Did You Know?
- World-wide incidence - 10 million TBI’s per year
- More than 5 million Americans alive today have had a TBI. Suspect this is underestimated due to mild TBI not being reported in many cases – i.e. sports concussions.
- In the United States: Every year approximately 1.7 million people experience a TBI (more than suffer heart attacks).
- Every year approximately 52,000 people die from head injury.
- Every year approximately 1.3 million people with head-injuries are treated in hospital emergency rooms in the U.S.
- Every year approximately 275,000 people are hospitalized for TBI and survive.
- Every year the direct and indirect costs of traumatic brain injury in the U. S. are approximately $60 billion.
- 66% of service personnel in Iraq exposed to or injured by a Blast injury (this is a specific type of TBI & is the signature wound of Operation Iraqi Freedom (OIF) and Operation Enduring Freedom (OEF))
- 40% of service personnel returning from OIF & OEF show signs & symptoms of TBI due to a blast injury
- These stats do not include the many civilians injured in Iraq & Afghanistan
- TBI occurs every 15 seconds in U.S.
- Death from TBI occurs every 5 minutes
- 5 million+ TBI survivors in U.S.
- 210,000 living with TBI, just in Florida.

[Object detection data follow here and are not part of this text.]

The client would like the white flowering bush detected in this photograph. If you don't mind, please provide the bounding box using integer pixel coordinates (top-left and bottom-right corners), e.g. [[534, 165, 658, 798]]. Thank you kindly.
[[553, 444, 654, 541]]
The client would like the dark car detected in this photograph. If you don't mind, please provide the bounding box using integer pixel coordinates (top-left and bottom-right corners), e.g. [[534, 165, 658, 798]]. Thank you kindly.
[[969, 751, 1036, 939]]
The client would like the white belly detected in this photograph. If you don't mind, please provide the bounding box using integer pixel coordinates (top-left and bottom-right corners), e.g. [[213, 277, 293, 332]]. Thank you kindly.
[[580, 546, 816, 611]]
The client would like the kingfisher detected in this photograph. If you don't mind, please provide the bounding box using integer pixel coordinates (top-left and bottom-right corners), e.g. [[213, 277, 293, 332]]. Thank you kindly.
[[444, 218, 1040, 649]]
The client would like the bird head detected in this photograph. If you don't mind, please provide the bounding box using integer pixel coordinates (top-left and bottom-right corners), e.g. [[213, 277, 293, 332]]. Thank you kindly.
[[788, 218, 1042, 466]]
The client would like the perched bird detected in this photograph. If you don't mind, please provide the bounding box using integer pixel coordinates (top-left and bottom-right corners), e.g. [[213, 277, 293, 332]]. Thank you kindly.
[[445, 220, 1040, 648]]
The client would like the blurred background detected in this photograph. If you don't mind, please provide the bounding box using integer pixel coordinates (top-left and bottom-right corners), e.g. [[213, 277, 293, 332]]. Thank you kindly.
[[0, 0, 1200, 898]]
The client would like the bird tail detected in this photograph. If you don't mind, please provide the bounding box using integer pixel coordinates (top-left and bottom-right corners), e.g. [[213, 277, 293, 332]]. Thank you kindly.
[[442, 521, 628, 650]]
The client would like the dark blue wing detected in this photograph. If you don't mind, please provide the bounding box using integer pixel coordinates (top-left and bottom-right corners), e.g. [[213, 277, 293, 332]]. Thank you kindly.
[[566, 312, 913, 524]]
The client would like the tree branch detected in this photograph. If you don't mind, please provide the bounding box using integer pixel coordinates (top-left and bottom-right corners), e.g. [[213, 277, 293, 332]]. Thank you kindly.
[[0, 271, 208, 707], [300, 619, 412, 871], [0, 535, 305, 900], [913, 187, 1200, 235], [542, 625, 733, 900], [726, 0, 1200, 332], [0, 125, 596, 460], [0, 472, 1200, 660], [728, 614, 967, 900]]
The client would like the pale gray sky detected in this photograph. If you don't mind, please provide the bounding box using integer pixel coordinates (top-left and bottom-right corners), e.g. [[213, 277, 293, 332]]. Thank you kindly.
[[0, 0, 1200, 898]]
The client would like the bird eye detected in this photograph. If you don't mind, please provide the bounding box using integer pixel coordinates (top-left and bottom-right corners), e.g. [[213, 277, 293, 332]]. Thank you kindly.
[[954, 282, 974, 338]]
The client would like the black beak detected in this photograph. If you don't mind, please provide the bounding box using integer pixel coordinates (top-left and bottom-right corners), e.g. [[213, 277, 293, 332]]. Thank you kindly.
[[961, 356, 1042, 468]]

Expected to reach 260,000 by the year 2020.
- Approximately 97,000 TBI’s occur annually in the State of Florida
- The leading cause of TBI’s in Florida (2006) was falls
- Falls is a common cause of TBI in the elderly (65 year and older)
- Head trauma is the major cause of disability under age 35
- The annual incidence of moderate and severe TBI is more than that for spinal cord injury, multiple sclerosis, cerebral palsy, and muscular dystrophy combined
- 2/3 of those affected are between the ages of 15 and 25 years old.
- Male to female ratio is 2:1.
- 72% are single
- 50% of battered children surviving TBI suffer permanent neurological, intellectual, and psychosocial deficits
- Only one survivor in twenty receives appropriate rehabilitation services.
- One severe TBI survivor requires between 5–10 years of intensive rehabilitation with long term follow-up
- More than 5.3 million people in the United States are living with disabilities that are unnoticed to those around them. They are living with long-term traumatic brain injuries according to the Centers for Disease Control and Prevention.